The European Central Bank reduced its main refinancing rate from 0.75 percent to 0.5 percent today. The rate sets what banks pay to borrow money for a week or more.
The ECB also cut its rate for overnight borrowing from 1.5 percent to 1 percent. The central bank’s deposit rate remains at zero.
The interest rate cuts – the first change in interest rates in ten months – indicate Europe’s central bankers are concerned about falling inflation and rising unemployment in the euro zone.
More from GlobalPost: Euro zone unemployment reaches a record 12% high
At a news conference following the announcement, ECB President Mario Draghi said the central bank would lend as much money to banks as they needed at the benchmark interest rate until at least the middle of 2014.

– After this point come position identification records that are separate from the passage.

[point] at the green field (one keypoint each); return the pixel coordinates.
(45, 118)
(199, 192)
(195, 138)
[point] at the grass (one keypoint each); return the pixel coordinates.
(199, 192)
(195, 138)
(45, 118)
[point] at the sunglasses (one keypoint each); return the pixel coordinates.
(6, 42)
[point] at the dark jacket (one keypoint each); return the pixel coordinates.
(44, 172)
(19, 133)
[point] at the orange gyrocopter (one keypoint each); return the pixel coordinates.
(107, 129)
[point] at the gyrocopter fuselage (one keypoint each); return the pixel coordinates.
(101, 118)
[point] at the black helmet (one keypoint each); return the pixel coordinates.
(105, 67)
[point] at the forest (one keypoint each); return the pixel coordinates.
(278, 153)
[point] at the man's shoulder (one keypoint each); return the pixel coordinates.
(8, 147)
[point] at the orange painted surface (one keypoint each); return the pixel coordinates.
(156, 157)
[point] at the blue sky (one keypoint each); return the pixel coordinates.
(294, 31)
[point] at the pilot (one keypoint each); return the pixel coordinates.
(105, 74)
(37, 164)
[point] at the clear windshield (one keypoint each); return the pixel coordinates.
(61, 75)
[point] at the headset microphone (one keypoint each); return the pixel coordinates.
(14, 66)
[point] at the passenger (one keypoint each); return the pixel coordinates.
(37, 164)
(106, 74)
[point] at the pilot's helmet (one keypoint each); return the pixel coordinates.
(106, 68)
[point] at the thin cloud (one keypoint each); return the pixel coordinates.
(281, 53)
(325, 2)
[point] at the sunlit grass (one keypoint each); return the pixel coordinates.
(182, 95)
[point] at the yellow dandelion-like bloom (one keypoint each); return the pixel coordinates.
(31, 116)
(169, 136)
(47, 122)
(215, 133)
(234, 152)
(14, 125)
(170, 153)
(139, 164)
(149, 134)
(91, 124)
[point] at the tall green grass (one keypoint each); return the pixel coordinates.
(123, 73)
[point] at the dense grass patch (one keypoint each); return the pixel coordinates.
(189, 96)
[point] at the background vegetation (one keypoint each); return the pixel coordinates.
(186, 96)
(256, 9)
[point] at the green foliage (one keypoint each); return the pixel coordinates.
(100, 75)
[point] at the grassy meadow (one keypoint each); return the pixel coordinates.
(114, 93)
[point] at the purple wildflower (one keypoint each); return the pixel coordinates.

"Weak economic sentiment has extended into the spring of this year," Draghi said. "Our monetary policy stance will remain accommodative for as long as needed."
The cuts take the ECB’s main interest rate down to a record low. However, the rate is still higher than the US Federal Reserve’s benchmark interest rate, which has been at 0.25 percent since late 2008.
Experts downplayed the possible effects of the ECB's decision.
An interest rate cut in the euro zone "would be most effective alongside indications that monetary policy will be kept very acommodative long-term," the accounting firm Ernst & Young tweeted yesterday.
Writing in the Financial Times, Michael Steen said that the cut seemed mostly symbolic, given that the ECB has acknowledged that the low rates don't get passed on to businesses and households in the worst-hit countries.
"ECB cut sadly useless," tweeted Marco Annunziata, chief economist at GE. "Ppl will keep asking mon policy for more (easing), govts will keep delivering less (reforms)."